Patara
Antalya’nın batı sınırını oluşturan Eşen Çayı’nın doğusunda, Kaş ilçesinin Gelemiş Mahallesi'nde konumlanan Patara Antik Kenti, özgün bir uygarlığın benzersiz bir coğrafyasında yer alır.
Bölgenin tüm çağlar boyunca tarihini şekillendiren en önemli kentlerini barındıran Xanthos Vadisi’nin güney ucunda; adeta denize, diğer bir deyişle dünyaya açılan bir kapı gibidir.
Patara’nın arkeolojik buluntularla kesinlik kazanan dip tarihi, ören yerinde ele geçen taş baltalar, Tepecik’te ele geçen seramik buluntular ve bir figürin ile Geç Kalkolitik-Erken/Orta Tunç çağlarına kadar iner. Kent, sahip olduğu limanıyla uzun yıllar bölgenin Akdeniz’e açılan kapısı olmuş; Pers egemenliğinin ardından Büyük İskender tarafından fethedilmiş; en parlak yıllarını ise Roma Dönemi’nde yaşamıştır.
Patara, Hristiyanlık için büyük bir anlam taşır. "Noel Baba" olarak da anılan Aziz Nikolaos'un Patara’da dünyaya geldiği; ayrıca, Hristiyanlığın yayılmasında önemli bir rol üstlenen Aziz Paul’un Roma'ya gitmek için buradan gemiye bindiği bilinir. Bizans Dönemi’nde piskoposluk merkezi olan Patara’nın önemini gösteren olaylardan biri ise Patara Piskoposu’nun, Hristiyanlık açısından belirleyici kararların alındığı İznik Konsili’ne, Likya adına katılmasıdır.
İlklerin kenti Patara’yı gezinizde, günümüze dek ayakta kalmış pek çok yapıyla karşılaşırsınız.
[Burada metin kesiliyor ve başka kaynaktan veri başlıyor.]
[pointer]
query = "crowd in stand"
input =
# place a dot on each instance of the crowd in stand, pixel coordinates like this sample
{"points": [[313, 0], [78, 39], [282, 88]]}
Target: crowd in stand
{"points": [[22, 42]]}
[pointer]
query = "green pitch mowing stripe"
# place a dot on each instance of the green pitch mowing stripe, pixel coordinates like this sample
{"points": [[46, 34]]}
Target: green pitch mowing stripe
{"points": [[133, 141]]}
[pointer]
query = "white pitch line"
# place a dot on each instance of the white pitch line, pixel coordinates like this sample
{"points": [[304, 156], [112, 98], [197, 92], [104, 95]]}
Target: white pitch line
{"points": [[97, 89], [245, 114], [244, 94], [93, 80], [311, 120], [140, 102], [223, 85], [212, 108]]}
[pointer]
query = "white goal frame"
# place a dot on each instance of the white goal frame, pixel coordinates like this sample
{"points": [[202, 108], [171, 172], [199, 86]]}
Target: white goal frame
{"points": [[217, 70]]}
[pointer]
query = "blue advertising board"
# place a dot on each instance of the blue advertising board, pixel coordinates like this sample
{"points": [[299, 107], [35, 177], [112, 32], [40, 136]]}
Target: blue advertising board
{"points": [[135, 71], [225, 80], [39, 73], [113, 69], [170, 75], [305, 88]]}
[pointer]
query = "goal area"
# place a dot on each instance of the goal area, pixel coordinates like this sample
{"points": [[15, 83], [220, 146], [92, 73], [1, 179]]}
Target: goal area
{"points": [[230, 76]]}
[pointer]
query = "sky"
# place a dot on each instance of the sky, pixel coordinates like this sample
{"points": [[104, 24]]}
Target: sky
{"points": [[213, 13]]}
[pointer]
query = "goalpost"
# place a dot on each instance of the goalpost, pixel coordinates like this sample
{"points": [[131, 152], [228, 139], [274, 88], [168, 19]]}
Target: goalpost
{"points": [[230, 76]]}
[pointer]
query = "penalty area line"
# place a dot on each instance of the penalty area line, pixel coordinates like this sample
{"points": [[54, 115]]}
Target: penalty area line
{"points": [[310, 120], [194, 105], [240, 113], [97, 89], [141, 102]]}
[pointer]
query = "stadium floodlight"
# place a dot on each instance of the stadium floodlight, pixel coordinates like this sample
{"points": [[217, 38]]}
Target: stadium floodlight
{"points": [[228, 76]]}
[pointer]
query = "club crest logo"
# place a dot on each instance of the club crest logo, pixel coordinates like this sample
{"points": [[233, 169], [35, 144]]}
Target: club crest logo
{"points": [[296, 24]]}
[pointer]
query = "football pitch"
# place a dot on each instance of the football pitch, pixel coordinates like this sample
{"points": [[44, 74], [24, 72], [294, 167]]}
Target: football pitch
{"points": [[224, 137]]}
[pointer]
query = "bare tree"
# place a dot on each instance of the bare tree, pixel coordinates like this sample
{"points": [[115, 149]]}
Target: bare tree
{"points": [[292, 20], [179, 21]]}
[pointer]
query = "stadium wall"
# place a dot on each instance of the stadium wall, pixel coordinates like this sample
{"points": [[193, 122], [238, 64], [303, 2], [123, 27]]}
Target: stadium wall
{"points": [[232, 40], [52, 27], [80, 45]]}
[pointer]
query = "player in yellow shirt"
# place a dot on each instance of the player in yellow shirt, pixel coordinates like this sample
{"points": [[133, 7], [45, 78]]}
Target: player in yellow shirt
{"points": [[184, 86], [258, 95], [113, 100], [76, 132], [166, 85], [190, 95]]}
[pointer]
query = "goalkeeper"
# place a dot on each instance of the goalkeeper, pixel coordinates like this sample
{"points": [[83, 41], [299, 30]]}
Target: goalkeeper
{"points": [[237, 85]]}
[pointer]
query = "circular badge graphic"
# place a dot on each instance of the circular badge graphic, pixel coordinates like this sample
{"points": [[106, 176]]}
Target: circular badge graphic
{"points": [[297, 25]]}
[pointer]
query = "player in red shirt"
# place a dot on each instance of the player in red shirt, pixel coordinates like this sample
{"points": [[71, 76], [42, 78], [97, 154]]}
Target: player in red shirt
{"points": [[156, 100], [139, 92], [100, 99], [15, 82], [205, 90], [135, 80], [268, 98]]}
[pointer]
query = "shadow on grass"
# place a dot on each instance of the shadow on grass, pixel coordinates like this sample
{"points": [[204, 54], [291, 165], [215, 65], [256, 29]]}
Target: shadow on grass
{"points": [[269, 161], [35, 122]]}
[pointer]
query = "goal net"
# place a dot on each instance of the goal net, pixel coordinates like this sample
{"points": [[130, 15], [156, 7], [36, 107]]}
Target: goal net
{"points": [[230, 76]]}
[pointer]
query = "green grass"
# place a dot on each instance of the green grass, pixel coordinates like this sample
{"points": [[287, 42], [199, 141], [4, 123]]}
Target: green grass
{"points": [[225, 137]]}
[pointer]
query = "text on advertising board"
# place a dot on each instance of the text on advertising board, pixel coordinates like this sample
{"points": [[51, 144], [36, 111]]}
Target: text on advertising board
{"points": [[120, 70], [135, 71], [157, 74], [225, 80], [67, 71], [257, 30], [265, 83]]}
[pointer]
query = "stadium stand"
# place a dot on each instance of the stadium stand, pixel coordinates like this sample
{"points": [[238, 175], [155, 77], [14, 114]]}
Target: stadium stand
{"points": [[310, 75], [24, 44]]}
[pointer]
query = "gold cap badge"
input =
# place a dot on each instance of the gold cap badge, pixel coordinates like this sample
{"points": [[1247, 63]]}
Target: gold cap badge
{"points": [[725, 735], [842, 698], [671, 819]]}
Antik kente giriş, görkemli ve iyi korunmuş Roma Zafer Takı (Kent Kapısı)’ndan yapılır. Girişin batısında, Likya tipi lahitlerin bulunduğu nekropolis alanı uzanmaktadır. Kentin en güney ucunda Kurşunlu Tepe’ye yaslanmış görkemli tiyatro, depremden sonra, M.S. 147’de yeniden inşa edilmiştir. Genel görünümün seyredildiği en güzel köşe olan Kurşunlu Tepe’nin diğer kalıntıları Vespasian Hamamı, Korinth Tapınağı, ana cadde ve antik liman yapılarıdır.
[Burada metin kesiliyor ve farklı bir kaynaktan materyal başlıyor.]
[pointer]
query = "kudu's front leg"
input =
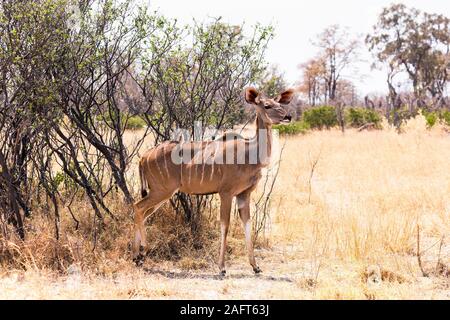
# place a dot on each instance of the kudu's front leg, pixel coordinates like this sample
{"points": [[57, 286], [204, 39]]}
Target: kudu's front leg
{"points": [[225, 209], [243, 202]]}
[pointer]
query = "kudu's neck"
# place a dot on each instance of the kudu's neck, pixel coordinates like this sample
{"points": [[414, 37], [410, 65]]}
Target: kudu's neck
{"points": [[262, 142]]}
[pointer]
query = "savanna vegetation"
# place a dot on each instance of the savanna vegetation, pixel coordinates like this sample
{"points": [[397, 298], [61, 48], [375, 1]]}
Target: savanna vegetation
{"points": [[355, 204]]}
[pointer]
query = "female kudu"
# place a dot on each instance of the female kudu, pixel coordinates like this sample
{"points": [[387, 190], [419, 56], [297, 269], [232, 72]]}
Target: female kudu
{"points": [[202, 170]]}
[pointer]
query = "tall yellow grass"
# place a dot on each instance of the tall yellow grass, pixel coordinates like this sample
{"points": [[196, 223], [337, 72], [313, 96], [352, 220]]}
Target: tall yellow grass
{"points": [[347, 230]]}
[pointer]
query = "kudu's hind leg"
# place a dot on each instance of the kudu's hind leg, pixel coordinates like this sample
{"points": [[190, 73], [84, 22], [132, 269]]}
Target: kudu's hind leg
{"points": [[142, 210], [243, 201], [225, 208]]}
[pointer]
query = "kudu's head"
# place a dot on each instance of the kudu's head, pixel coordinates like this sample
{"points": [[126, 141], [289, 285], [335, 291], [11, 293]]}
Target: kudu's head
{"points": [[270, 110]]}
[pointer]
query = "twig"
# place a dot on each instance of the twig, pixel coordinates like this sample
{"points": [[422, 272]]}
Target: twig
{"points": [[419, 258]]}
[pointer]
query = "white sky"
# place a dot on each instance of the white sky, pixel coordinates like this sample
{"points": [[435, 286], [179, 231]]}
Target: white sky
{"points": [[296, 24]]}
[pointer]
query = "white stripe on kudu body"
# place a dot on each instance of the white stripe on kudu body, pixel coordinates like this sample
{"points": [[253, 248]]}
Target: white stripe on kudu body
{"points": [[231, 175]]}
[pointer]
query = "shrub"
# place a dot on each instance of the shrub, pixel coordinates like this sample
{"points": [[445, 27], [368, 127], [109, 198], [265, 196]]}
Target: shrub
{"points": [[445, 117], [292, 128], [431, 119], [135, 123], [320, 117], [357, 117]]}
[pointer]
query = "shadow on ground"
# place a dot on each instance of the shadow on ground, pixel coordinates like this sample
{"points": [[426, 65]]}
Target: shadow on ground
{"points": [[210, 276]]}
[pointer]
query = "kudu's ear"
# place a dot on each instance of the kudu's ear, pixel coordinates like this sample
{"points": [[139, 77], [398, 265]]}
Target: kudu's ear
{"points": [[285, 97], [251, 95]]}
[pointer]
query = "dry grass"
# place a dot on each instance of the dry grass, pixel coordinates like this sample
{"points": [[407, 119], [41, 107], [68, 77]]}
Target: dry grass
{"points": [[346, 231]]}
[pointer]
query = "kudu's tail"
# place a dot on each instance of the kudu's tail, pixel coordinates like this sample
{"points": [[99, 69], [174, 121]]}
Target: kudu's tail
{"points": [[144, 184]]}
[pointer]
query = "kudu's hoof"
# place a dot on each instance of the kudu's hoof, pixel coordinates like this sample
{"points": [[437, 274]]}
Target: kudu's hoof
{"points": [[257, 270], [139, 260]]}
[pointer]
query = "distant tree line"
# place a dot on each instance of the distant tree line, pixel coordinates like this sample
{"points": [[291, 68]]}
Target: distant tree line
{"points": [[406, 42]]}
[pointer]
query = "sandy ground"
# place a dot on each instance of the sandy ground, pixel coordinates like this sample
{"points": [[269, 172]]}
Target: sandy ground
{"points": [[346, 231]]}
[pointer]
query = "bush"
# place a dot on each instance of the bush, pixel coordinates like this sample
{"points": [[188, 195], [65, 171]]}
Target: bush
{"points": [[445, 117], [292, 128], [320, 117], [135, 123], [357, 117], [431, 119]]}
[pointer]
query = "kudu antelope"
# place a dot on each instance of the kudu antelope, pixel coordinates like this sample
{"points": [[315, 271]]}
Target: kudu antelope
{"points": [[206, 172]]}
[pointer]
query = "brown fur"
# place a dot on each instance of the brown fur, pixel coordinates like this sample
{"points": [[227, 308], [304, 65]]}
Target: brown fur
{"points": [[164, 177]]}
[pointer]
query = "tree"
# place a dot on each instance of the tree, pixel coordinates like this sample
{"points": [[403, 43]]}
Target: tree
{"points": [[312, 84], [272, 82], [339, 51], [414, 42]]}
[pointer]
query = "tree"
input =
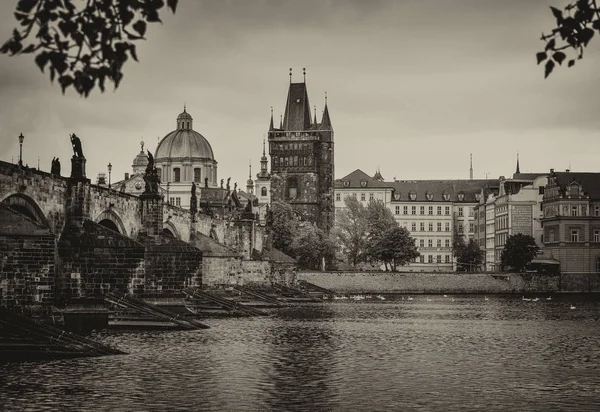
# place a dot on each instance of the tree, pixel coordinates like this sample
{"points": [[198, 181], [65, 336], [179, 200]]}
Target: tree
{"points": [[395, 247], [84, 43], [519, 251], [310, 246], [284, 226], [575, 27], [351, 230]]}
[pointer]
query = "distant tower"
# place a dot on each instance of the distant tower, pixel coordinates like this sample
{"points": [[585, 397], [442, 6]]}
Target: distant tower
{"points": [[471, 168], [250, 182], [302, 159]]}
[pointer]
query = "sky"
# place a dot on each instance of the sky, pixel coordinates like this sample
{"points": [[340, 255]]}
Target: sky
{"points": [[414, 87]]}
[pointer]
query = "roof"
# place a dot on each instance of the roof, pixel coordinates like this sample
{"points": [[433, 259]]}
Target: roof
{"points": [[436, 189], [356, 179], [589, 181]]}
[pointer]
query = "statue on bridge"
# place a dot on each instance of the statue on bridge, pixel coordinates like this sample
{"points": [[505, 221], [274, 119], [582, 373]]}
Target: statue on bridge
{"points": [[151, 177], [76, 143]]}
Patara’nın anıtsal yapılarından bir diğeri, İmparator Hadrian ve eşi Sabina tarafından M.S. 2. yüzyılda yaptırılan granarium -tahıl ambarı-dır. Tiyatronun kuzeyindeyse Likya Birliği'nin toplantılarına da ev sahipliği yapmış olan Meclis Binası yer alır. Meclis Binası’nın 650 metre batısında, bugün yeniden ayağa kaldırılmakta olan, dünyanın en eski deniz feneri Patara Nero Deniz Feneri bulunur. Osmanlı Dönemi’nden kalma, aynı zamanda postane olarak da kullanılan Anadolu’nun ilk telsiz telgraf istasyonunu da yine Patara’da görebilirsiniz.
Patara Antik Kenti, “Likya Yolu” yürüyüşünün güzergâhına yakın olsa da asıl kaçırılmaması gereken, hemen yanı başındaki muhteşem Patara Plajı ve kum tepeleridir. Benzersiz bir günbatımı manzarasına sahip uçsuz bucaksız kumsal ve nostaljik Yeşilçam filmlerinin çöl sahnelerinde başrol oynayan kum tepelerinin güzelliği, akıllardan çıkmaz. Bu 12 kilometrelik plaj, ayrıca Akdeniz kaplumbağaları Caretta-Carettalar’ın milyonlarca yıldır yumurta bırakıp yavruladıkları ender sahillerden biridir.